Avec l'EPFL, la Croatie lance un programme pour garder ses talents
Développé sur la base du savoir-faire de l’EPFL, un projet pilote offrira à quatre jeunes chercheurs croates d’excellence le statut de professeur tenure-track, ainsi qu'un million de francs pour mener un programme de recherche dans leur pays. Le lancement a lieu aujourd’hui à Zagreb.
Offrir des perspectives d’avenir et de carrière aux chercheurs les plus prometteurs. Tel est le but du programme pilote de promotion des tenure-tracks en Croatie. Officiellement lancé aujourd’hui à Zagreb, il est le fruit d’une collaboration entre l’EPFL, le Département du développement et de la coopération suisse (DDC), le Ministère pour la Science croate, la Fondation scientifique croate (CSF) et différentes institutions académiques de ce pays d’Europe de l’Est. Ce projet ambitieux, portant sur un montant de 4,7 millions de francs, vise à stimuler l’innovation et limiter la fuite des cerveaux à l’étranger.
Au terme d’un processus de sélection ouvert depuis le mois de mars, quatre jeunes scientifiques croates d’excellence seront désignés pour bénéficier d’un statut de professeur tenure-track. Chacun d’entre eux disposera d’un million de francs pour monter son laboratoire, engager une équipe et mener un programme de recherche, le tout sur quatre à cinq ans.
«Il s’agit non seulement d’encourager les talents résidant à l’étranger à rentrer en Croatie, mais surtout aussi à leur donner leur chance, des responsabilités et des perspectives d’avenir dans leur propre pays afin qu’ils n’aient plus forcément à le quitter pour faire une belle carrière», décrit Olivier Küttel, délégué du Président aux Affaires internationales à l’EPFL. Dans ce but, le programme prévoit de leur offrir un véritable package comprenant une équipe, du matériel, des locaux, un soutien administratif et, surtout, une totale liberté dans la gestion de ces ressources.
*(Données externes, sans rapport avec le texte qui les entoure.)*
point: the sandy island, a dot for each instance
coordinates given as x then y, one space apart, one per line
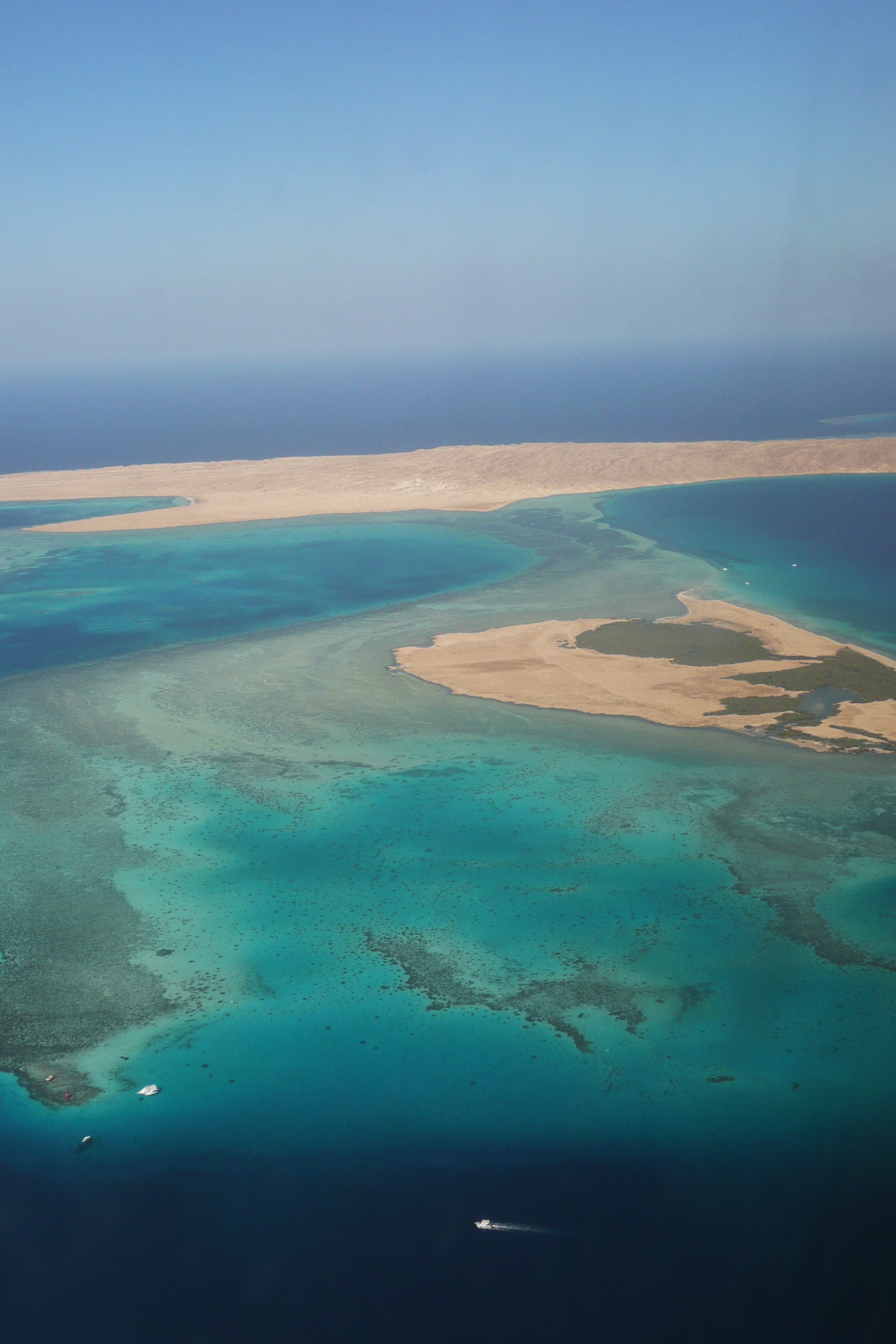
543 666
469 478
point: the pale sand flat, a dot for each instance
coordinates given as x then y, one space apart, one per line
540 666
469 478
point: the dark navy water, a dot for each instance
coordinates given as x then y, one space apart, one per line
37 512
821 549
70 603
725 1172
784 390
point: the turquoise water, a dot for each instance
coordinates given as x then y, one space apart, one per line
821 549
37 512
65 601
400 960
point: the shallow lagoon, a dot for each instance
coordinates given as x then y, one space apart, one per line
461 960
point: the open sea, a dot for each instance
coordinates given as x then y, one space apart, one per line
401 960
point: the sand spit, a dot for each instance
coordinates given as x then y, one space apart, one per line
469 478
542 666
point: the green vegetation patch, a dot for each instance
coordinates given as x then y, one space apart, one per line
847 670
757 705
697 644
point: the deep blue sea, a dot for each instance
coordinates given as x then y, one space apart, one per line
401 960
778 390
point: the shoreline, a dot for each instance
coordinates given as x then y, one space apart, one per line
471 478
542 666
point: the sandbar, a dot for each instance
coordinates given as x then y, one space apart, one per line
542 666
476 478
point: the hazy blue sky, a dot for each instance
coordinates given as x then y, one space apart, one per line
226 181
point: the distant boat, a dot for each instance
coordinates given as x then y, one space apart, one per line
486 1225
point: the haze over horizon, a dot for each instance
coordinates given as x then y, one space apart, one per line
229 183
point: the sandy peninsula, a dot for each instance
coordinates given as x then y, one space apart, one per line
468 478
543 666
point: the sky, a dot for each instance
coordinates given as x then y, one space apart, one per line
196 182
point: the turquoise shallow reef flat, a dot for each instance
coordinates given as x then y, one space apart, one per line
350 922
37 512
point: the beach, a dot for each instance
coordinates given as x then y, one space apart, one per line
540 664
473 478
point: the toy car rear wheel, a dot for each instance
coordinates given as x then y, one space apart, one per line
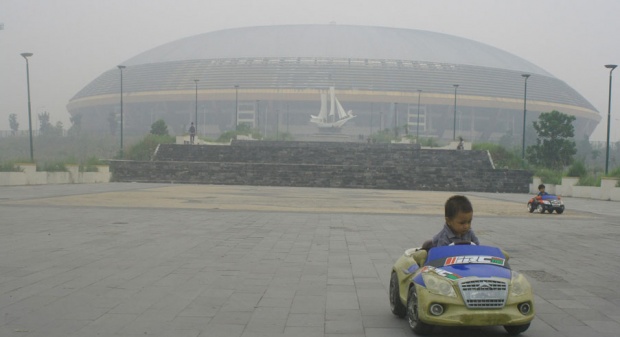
396 305
514 330
415 324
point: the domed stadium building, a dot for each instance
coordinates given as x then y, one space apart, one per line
419 82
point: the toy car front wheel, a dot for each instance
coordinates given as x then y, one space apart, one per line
514 330
530 207
396 305
415 324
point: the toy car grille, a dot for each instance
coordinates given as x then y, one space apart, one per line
484 293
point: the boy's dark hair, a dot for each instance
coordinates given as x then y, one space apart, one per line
456 204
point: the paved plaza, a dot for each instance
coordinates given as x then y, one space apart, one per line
123 259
Si, après 4 ans, l’expérience est concluante et l’excellence du chercheur confirmée, un poste permanent lui est alors assuré.
Suivi de près
Secrétaire d’état à la science et aux fonds européens au Ministère croate de la science et de l’éducation, Tome Antičić décrit l’importance de ce projet pour son pays: «La Croatie engendre de nombreux talents scientifiques. Nous nous devons de les retenir et de leur offrir les meilleures perspectives de carrière. En ce sens, le programme tenure-track proposé par l’EPFL, soutenu par la Suisse et mis en place par la Fondation scientifique croate est très prometteur. Nous en suivons le développement de très près, ce d’autant plus que le Ministère est en train de redéfinir notre système scientifique en l’ouvrant davantage à l’excellence internationale et que ce modèle pourrait donc servir de base à une initiative beaucoup plus large dans un proche avenir.»
L’idée est née il y a quatre ans. La Croatie venait d’entrer dans l’Union européenne. Le projet, alors plus ambitieux encore, avait été soumis à la Commission européenne pour l’obtention d’un financement par le biais du programme Horizon 2020. Or, subissant rapidement les conséquences de la votation du 9 février 2014, dite «Contre l'immigration de masse», il avait dû être passablement repensé et redimensionné. C’est finalement dans le cadre du milliard de cohésion versé par la Suisse aux pays d'Europe de l’Est à titre de contribution à l’UE qu’il trouvera les ressources nécessaires. Le gouvernement croate participe également au financement du projet à hauteur de 15%, en plus de fournir les infrastructures scientifiques adéquates.
Testé avec succès
De son côté, la direction de l’EPFL a vu dans ce programme l’opportunité de transmettre et de mettre en valeur un savoir-faire qui lui est bien spécifique et a été largement reconnu. L’École est en effet l’une des seules en Europe à appliquer le système des tenure-tracks en son sein, ceci avec succès depuis l'année 2000. Ils sont à ce jour 171 à avoir profité de ce statut à l’EPFL, dont bon nombre ont ensuite obtenu une bourse ERC starting – la plus prestigieuse des bourses décernées aux jeunes chercheurs par le Conseil européen de la recherche.
Participant activement et depuis le début au design du programme, les experts de l’EPFL sont également fortement impliqués dans le processus d’évaluation des candidats. Le choix définitif sera rendu public en automne.
«Cette initiative veut non seulement attirer et retenir les meilleurs scientifiques, mais aussi, en visant plus loin encore, générer un effet de multiplication, explique Olivier Küttel. Ces jeunes talents vont certainement en appeler d’autres, créer des emplois et des start-up, et ainsi avoir un impact économique positif et non négligeable en Croatie. C’est un projet pilote qui, dans ce sens, pourrait bien être rapidement étendu à d’autres pays européens.»